SNTOXX embrasse la chute sur « AMANTEx »
- Publishedjuillet 19, 2026
« SNTOXX grave “AMANTEx” au couteau dans une romance déjà morte, entre guitares live, 808 funèbres et ferveur gothique. »
La chambre ressemble à une chapelle après le passage d’une tempête. Quelques cierges imaginaires vacillent encore, le téléphone reste retourné contre le matelas, et l’absence prend toute la place sans même avoir besoin de parler. « AMANTEx » commence dans ce décor mental : celui d’un amour terminé mais toujours célébré comme une religion dont on n’aurait pas trouvé la sortie.
Pour son premier single, SNTOXX ne choisit ni la présentation polie ni la prudence. Le projet hispanophone entre directement par la plaie, dans une zone où l’emo trap rencontre un rock alternatif nourri de véritables guitares et de batteries organiques.
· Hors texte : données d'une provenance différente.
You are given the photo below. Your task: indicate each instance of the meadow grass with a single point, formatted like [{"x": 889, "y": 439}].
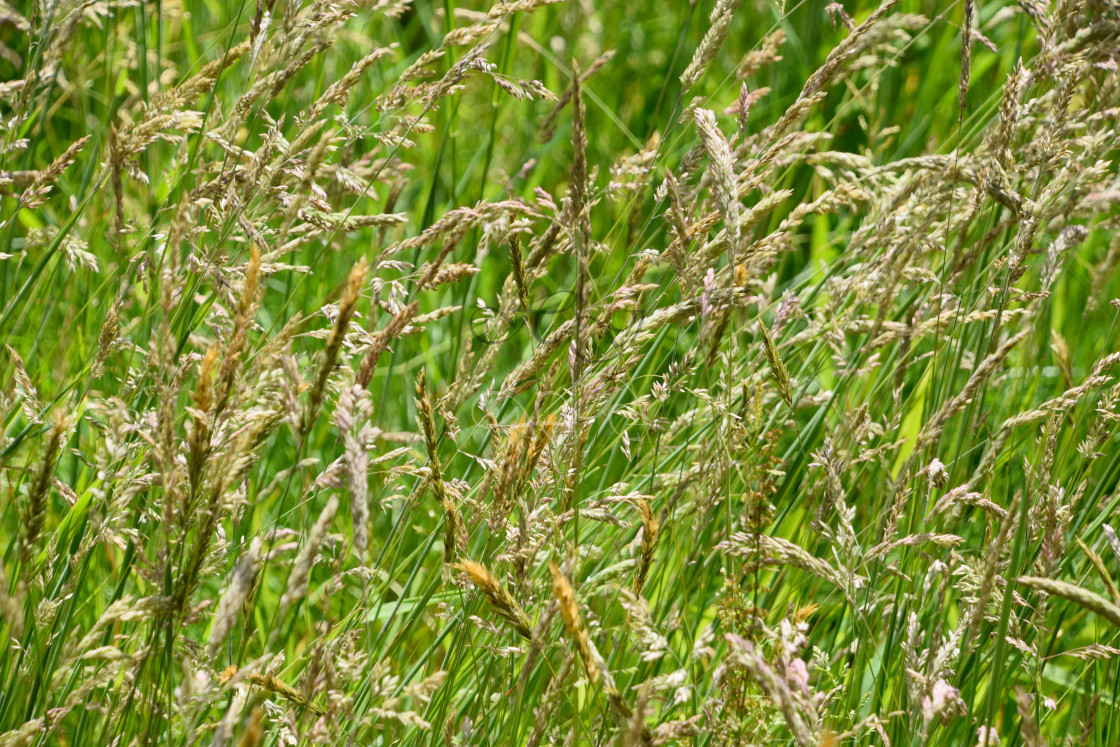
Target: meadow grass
[{"x": 621, "y": 373}]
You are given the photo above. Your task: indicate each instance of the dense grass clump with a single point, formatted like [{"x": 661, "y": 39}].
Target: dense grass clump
[{"x": 572, "y": 373}]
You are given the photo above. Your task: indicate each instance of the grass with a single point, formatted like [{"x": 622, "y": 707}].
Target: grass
[{"x": 549, "y": 373}]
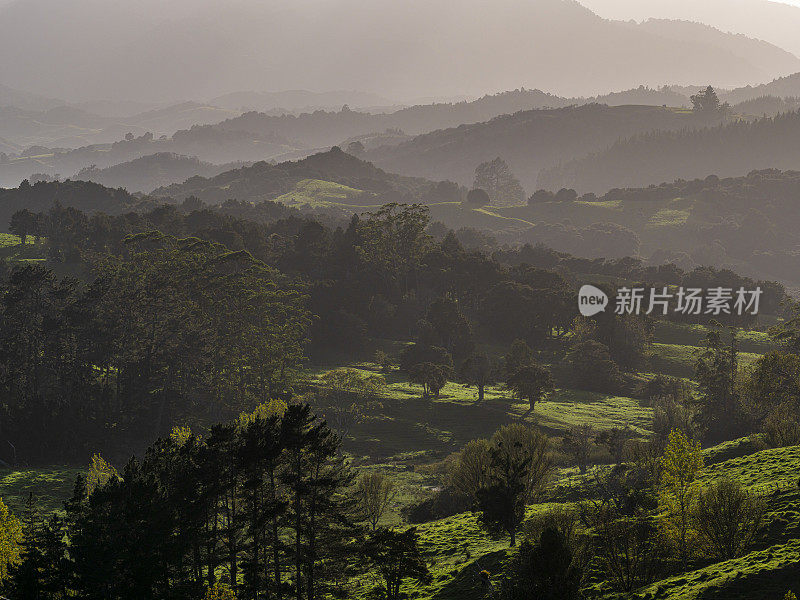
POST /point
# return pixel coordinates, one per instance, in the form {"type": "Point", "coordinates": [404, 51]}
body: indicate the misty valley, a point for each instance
{"type": "Point", "coordinates": [399, 300]}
Les 808 ne remplacent pas les instruments ; elles vivent dessous, comme une seconde pulsation plus sombre, presque maladive.
Cette dualité donne immédiatement au morceau une texture particulière. « AMANTEx » porte la mélancolie codifiée d’une certaine école façonnée par Lil Peep, mais refuse la simple imitation. SNTOXX ajoute à ce langage une théâtralité gothique et dévotionnelle, incarnée par son personnage d’« El Santo ». L’artiste n’est plus seulement l’amant abandonné : il devient le saint patron des relations impossibles, celui qui continue de prier devant un autel vidé de toute promesse.
Le « x » du titre n’a rien d’anodin. Il abîme le mot, le rend instable, peut-être interdit. Il peut évoquer l’ex, la rature, la croix déposée sur une histoire ou la variable inconnue d’un sentiment que l’on n’a jamais totalement compris. Cette simple lettre résume une grande partie du morceau : l’amour persiste, mais il a perdu sa forme familière.
Les couplets avancent avec une tension contenue. La voix de SNTOXX ne cherche pas à enjoliver le chagrin ni à lui donner une élégance artificielle. Elle conserve une rugosité proche du journal intime enregistré trop tard dans la nuit, lorsque l’on ne sait plus très bien si l’on confesse, menace ou supplie. L’espagnol intensifie encore cette dimension charnelle : chaque syllabe semble porter la chaleur du lien autant que la morsure de sa disparition.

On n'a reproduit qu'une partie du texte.